As data privacy automation tools have matured, the technical barrier to DSAR automation has fallen significantly. Modern platforms handle intake, verification, routing, and deadline management through workflow configurations that a marketing ops team can own without IT involvement. When DSAR automation is in place, requests move on a tracked timeline instead of relying on manual follow-through.
Even teams starting from scratch can reduce risk significantly by automating two steps first: the acknowledgment email on receipt and the deadline reminder before the response window closes. Those two DSAR automation actions eliminate the most common failure points without requiring a full platform overhaul.
Conclusion
Managing data subject access requests is no longer a once-a-year compliance exercise reserved for large enterprise legal teams. With a growing roster of US state privacy laws covering residents from Texas to Montana to New Jersey, handling these requests correctly is a routine responsibility for any marketing team that holds personal data on individuals. A well-designed process built on accessibility, clear timelines, and genuine respect for consumer privacy rights strengthens the customer relationship rather than just satisfying a legal requirement.
If your current process was built before 2024, now is the right time to review and update it. Contact 4Thought Marketing to learn how 4Comply can help you build a DSAR process that works across every law that applies to your audience.
Frequently Asked Questions
What are data subject access requests, and who can submit them?

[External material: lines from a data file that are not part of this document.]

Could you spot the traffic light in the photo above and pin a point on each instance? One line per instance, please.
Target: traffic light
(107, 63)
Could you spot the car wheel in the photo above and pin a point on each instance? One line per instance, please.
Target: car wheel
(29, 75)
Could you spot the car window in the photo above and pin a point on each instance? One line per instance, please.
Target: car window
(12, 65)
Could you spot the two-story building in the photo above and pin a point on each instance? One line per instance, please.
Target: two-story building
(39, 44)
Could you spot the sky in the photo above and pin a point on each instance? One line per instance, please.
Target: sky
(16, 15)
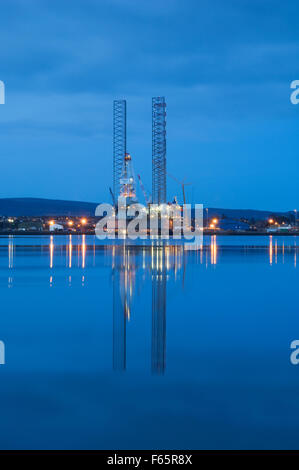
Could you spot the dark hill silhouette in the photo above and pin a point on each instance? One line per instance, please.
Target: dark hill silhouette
(31, 207)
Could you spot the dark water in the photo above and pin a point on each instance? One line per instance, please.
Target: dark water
(127, 348)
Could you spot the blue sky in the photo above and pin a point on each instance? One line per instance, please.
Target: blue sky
(225, 68)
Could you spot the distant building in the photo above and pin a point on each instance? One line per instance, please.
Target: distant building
(234, 225)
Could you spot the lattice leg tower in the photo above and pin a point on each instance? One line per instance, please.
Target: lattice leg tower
(119, 142)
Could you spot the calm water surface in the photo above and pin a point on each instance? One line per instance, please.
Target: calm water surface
(129, 348)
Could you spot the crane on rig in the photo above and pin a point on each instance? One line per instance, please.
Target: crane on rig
(147, 198)
(183, 184)
(113, 197)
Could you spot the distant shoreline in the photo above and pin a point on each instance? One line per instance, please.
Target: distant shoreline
(208, 233)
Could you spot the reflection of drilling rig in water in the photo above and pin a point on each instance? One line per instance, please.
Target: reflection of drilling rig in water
(123, 285)
(158, 311)
(157, 261)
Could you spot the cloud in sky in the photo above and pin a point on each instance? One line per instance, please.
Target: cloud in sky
(224, 67)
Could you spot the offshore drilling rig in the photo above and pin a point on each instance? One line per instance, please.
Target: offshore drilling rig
(124, 183)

Data subject access requests are formal requests from individuals asking an organization to disclose, correct, delete, or transfer the personal data it holds about them. Any individual whose data is held by an organization may submit one if they are covered by an applicable privacy law such as GDPR, CPRA, or an active US state law.
Which US states now require companies to handle these requests?
As of 2025, US state privacy laws with DSAR provisions include California (CPRA), Texas (TDPSA), Oregon (OCPA), Montana (MCDPA), Delaware (DPDPA), Iowa (CDPA), Virginia (CDPA), Connecticut, Colorado, New Hampshire, New Jersey, and others. Indiana’s law takes effect in January 2026. Organizations marketing to residents of these states should have a documented process in place for responding to requests.
How long does a company have to respond to data subject access requests?
Most state privacy laws require a response within 45 days of receiving a valid, verified request, with a 45-day extension available if you notify the requestor in advance. GDPR requires a response within one calendar month. Response windows typically start from the date a complete, verified request is received.
Can I require someone to create an account before they can submit a request?
No. Laws such as CPRA explicitly prohibit requiring account creation as a condition for submitting data subject access requests. Your intake process must allow any individual to submit a request without first creating an account.
What is the most common reason companies fail at DSAR compliance?
Missed response deadlines are the most frequently cited DSAR compliance failure in regulatory enforcement actions. Teams handling requests manually are most vulnerable during high-volume periods. Automating the acknowledgment email and the deadline reminder eliminates the most common failure points in managing these requests.
Do B2B marketing teams need to respond to these requests?
Yes. B2B marketing databases contain personal data tied to individual contacts. If those contacts are residents of states with active privacy laws, or are EU residents covered by GDPR, they hold consumer privacy rights regardless of the B2B context. Any marketing team holding personal data on individuals should have a clear process in place.